American Academy of Dermatology
- Abbreviation: AAD
- Predecessor: American Academy of Dermatology and Syphilology
- Formation: 1938
- Type: Professional
- Tax ID no.: 41-0793046
- Legal status: 501(c)(3)
- Purpose: Education
- Headquarters: Rosemont, Illinois
- President: Susan C. Taylor
- Executive Director: Elizabeth K. Usher, MBA
- Revenue: $38,199,006 (2022)
- Expenses: $45,090,931 (2022)
- Website: www.aad.org

= American Academy of Dermatology =

Non-profit professional organization

The American Academy of Dermatology (AAD) is a non-profit professional organization of dermatologists in the United States and Canada, based in Rosemont, Illinois, near Chicago. It was founded in 1938 and has more than 21,000 members. The academy grants fellowships and associate memberships, as well as fellowships for nonresidents of the United States or Canada.
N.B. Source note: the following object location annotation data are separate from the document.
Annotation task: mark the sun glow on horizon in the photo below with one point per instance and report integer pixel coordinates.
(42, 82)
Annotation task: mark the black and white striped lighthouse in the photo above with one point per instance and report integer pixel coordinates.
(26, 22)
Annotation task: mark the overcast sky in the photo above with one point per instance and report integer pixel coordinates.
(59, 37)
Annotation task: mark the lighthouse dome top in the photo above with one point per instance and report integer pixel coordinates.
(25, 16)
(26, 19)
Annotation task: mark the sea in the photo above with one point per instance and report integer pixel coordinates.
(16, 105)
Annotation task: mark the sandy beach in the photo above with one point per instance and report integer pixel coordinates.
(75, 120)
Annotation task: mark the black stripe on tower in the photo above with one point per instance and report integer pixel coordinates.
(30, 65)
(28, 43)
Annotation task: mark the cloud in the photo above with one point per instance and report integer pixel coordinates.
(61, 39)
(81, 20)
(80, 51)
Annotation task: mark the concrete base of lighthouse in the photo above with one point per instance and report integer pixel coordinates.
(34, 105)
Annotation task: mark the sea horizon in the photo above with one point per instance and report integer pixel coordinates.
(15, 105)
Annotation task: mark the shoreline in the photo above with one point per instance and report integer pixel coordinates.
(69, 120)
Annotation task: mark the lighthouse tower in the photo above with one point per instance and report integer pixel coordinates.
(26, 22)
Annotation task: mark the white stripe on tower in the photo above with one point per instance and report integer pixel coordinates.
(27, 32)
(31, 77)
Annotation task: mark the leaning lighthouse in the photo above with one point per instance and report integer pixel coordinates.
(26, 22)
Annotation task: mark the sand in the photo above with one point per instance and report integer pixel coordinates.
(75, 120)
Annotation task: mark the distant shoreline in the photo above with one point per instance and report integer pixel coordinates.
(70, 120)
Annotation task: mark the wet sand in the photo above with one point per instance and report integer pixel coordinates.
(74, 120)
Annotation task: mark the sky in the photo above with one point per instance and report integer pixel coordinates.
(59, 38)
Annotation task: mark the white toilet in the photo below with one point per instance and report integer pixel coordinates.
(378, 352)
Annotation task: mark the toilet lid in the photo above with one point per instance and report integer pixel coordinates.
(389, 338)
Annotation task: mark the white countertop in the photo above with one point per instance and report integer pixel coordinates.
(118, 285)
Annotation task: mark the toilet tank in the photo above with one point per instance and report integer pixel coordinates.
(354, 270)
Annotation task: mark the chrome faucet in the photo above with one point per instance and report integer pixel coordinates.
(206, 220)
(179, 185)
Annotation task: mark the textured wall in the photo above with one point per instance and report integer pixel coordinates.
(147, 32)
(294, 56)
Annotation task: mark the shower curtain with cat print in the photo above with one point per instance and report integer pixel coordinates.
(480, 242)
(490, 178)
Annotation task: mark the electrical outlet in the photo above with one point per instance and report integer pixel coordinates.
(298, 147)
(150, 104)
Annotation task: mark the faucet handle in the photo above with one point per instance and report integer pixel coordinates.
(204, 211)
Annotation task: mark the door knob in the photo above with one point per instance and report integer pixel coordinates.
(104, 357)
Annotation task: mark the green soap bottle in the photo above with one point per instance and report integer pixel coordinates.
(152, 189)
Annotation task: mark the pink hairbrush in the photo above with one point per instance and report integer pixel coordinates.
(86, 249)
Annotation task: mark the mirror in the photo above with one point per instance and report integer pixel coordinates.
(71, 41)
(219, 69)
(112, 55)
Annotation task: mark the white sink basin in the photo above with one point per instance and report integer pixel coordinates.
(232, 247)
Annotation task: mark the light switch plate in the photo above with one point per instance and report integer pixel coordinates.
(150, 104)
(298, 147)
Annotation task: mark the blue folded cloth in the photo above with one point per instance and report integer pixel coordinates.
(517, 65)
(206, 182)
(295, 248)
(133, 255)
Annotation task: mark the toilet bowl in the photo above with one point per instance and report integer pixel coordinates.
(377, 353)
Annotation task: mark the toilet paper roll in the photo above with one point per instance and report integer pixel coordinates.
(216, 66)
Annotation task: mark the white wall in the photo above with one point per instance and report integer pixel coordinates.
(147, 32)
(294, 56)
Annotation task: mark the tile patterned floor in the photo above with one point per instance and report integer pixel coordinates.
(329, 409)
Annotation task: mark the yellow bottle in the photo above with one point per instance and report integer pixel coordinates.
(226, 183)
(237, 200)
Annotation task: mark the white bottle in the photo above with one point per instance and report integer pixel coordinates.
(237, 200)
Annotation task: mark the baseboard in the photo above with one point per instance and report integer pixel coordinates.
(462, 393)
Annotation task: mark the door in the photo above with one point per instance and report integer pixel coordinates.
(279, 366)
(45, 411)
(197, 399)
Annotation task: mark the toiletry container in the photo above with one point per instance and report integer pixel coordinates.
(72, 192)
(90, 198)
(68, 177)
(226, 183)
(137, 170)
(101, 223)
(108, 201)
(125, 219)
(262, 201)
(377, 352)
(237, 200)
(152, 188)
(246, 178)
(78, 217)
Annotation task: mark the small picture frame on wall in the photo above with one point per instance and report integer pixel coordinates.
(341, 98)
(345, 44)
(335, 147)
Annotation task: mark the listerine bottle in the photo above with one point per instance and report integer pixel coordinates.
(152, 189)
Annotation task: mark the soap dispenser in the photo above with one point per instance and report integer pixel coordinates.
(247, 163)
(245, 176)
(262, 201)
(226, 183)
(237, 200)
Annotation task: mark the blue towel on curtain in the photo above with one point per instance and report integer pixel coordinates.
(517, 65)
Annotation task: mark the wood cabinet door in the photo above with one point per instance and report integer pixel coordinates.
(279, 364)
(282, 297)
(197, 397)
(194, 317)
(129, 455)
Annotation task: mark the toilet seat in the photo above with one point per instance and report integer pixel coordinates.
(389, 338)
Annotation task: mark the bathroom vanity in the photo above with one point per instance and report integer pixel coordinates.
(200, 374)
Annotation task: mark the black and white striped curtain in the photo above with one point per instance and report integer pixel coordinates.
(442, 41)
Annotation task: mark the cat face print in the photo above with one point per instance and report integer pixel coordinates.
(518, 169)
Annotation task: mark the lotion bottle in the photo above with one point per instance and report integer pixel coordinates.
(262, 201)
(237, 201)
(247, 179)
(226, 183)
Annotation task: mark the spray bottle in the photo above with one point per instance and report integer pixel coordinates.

Since 1979, the AAD also publishes a monthly medical journal, the Journal of the American Academy of Dermatology.

To become a Fellow of the American Academy of Dermatology (FAAD), a physician must be a resident of the United States of America or Canada and certified by the American Board of Dermatology or in dermatology by the Royal College of Physicians and Surgeons of Canada.

To become an associate member, a physician must have three years of experience in practice or as a teacher or graduate student of dermatology and must have had training that qualifies for examination by the American Board of Dermatology or the Royal College of Physicians and Surgeons of Canada.

== History ==
In 1938, the American Academy of Dermatology and Syphilology was founded at an organizational meeting at the Statler Hotel in Detroit, Michigan.

During the mid-20th century, effective treatment for syphilis and changing patterns of clinical practice reduced the role of syphilology within dermatology, and the Academy ultimately dropped “and Syphilology” from its name in 1961. By the 2020s, the Academy described itself as having a membership of more than 21,000 physicians worldwide and focused on professional education, clinical practice standards, research, advocacy, and patient-care initiatives in dermatology.

In 1979, the Academy began publishing its official journal, the Journal of the American Academy of Dermatology. In the 2010s, the Academy expanded data and quality-improvement infrastructure in the specialty; for example, it launched the DataDerm clinical data registry in 2016.

== Sulzberger Institute Committee ==
The Sulzberger Institute for Dermatologic Education was a grant-giving organization that funds research technology of education.

==Political action committee==
The American Academy of Dermatology Political Action Committee (SKINPAC) donated nearly $2.0 million to both Democratic and Republican office-seekers during the 2024 election cycle. The PAC raised more than $2.04 million from 1,885 donors, who gave more than $200 each, with 149 donors, mostly dermatologists, making the maximum donation allowed by law, $5,000 each.

SKINPAC gave:
- $575,500 to House Democrats
- $544,000 to House Republicans
- $70,000 to Senate Democrats
- $23,500 to Senate Republicans
- $301,500 to Democratic PACs
- $389,000 to Republican PACs.

Donations in the 2024 cycle were up (38.69%) from the 2022 cycle.